Vu ainsi It Is Going To Get Dark semble un nouvel album de deathcore quelconque, or le quartet emprunte plutôt une voie plus chaotique, aux embardées beatdown pleines de groove derrière l’énorme noirceur qui se dégage de l’ensemble. Un hardcore/metal en version massive qui rappelle une fois de plus Knocked Loose, bien que No Cure s’en distinguera régulièrement, notamment en intégrant quelques phases surprenantes comme les guitares épiques sur « Starved In Sanctuary (My Hands Are In Your Chest Cavity) » ou « My World In Flames », histoire de caler quelques mélodies à l’ancienne à côté de leur brutalité basse du front. Ou bien encore, il y a les nombreux passages carrément death qui viendront eux aussi donner encore plus de relief à leur son (« Convulsing In The Dark »).

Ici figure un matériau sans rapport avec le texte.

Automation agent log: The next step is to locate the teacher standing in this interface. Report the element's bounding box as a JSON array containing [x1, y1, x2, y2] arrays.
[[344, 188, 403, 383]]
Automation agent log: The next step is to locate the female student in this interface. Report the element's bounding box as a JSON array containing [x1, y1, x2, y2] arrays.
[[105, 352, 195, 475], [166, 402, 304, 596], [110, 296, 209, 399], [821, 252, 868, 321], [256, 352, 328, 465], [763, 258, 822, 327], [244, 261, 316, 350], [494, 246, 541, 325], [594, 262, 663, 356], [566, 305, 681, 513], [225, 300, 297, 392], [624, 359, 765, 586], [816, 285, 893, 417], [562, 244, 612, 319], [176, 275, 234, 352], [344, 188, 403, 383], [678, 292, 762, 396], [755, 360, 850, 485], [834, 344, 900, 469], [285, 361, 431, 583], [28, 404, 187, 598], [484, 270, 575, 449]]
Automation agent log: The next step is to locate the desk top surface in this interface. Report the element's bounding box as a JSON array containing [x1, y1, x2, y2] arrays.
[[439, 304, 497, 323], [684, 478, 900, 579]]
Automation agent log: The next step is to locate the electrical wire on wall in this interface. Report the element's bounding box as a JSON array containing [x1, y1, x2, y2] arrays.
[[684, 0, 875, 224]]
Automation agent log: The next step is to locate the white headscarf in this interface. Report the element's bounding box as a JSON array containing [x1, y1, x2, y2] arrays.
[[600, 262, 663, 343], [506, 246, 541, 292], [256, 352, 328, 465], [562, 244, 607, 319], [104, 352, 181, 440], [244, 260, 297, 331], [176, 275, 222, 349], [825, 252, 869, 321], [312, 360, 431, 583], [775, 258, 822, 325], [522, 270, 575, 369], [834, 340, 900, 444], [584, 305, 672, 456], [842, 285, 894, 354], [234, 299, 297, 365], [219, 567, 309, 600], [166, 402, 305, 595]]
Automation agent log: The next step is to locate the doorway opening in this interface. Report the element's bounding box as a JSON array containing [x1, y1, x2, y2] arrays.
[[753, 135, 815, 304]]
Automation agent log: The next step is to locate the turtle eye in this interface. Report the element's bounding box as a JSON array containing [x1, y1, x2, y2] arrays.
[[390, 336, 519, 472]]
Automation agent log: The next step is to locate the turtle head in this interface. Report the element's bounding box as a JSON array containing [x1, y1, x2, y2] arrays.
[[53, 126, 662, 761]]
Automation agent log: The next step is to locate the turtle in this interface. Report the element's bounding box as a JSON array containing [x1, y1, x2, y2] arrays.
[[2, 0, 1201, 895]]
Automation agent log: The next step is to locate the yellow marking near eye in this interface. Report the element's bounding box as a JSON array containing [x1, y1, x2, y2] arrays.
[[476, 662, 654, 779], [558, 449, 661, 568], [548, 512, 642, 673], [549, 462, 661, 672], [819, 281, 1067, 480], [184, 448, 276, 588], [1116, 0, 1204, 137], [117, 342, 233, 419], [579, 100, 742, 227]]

Comme sur leur dernier EP, le groupe a invité quelques potes au carnage. Tout d’abord Jayway (25 Ta Life) sur « Brain Matter Displacement », titre varié où l’on a donc un passage hip hop venant parfaitement se marier avec le reste (dont quelques « gang vocals »), Tyler Short (Inclination) sur « Ironclad », Skyler Conder (Varials, qui a lui aussi signé un gros album de 2026 dans le genre !) sur « Sharpen The Blade » et enfin Vincent Bennett (The Acacia Strain) sur « Purity Spiral ». Bref, un répertoire qui, encore une fois, a de la gueule et où chacun vient apporter sa (grosse et énervée) pierre à l’édifice.
Un édifice bien épais, toujours sous tension, aux rythmiques massives boostées par un son imposant concocté par Kevin Langley (Katabasis), qui a calé beaucoup de basses et une batterie aux toms très appuyés. Bref, un réjouissant massacre, que vous pourrez apprécier en live en fin d’année (avec une date à Paris), No Cure accompagnant Thrown, Counterparts et 156/Silence, un plateau qui devrait faire quelques dégats dans le pit.
No Cure
jonben
il y a 2 moisJ’ai bien aimé les morceaux que j’en ai écouté, il y a de la science du riff, et si il y a un peu d’influences Death ça n’a rien à voir avec de Deathcore, c’est plus du Coredeath :).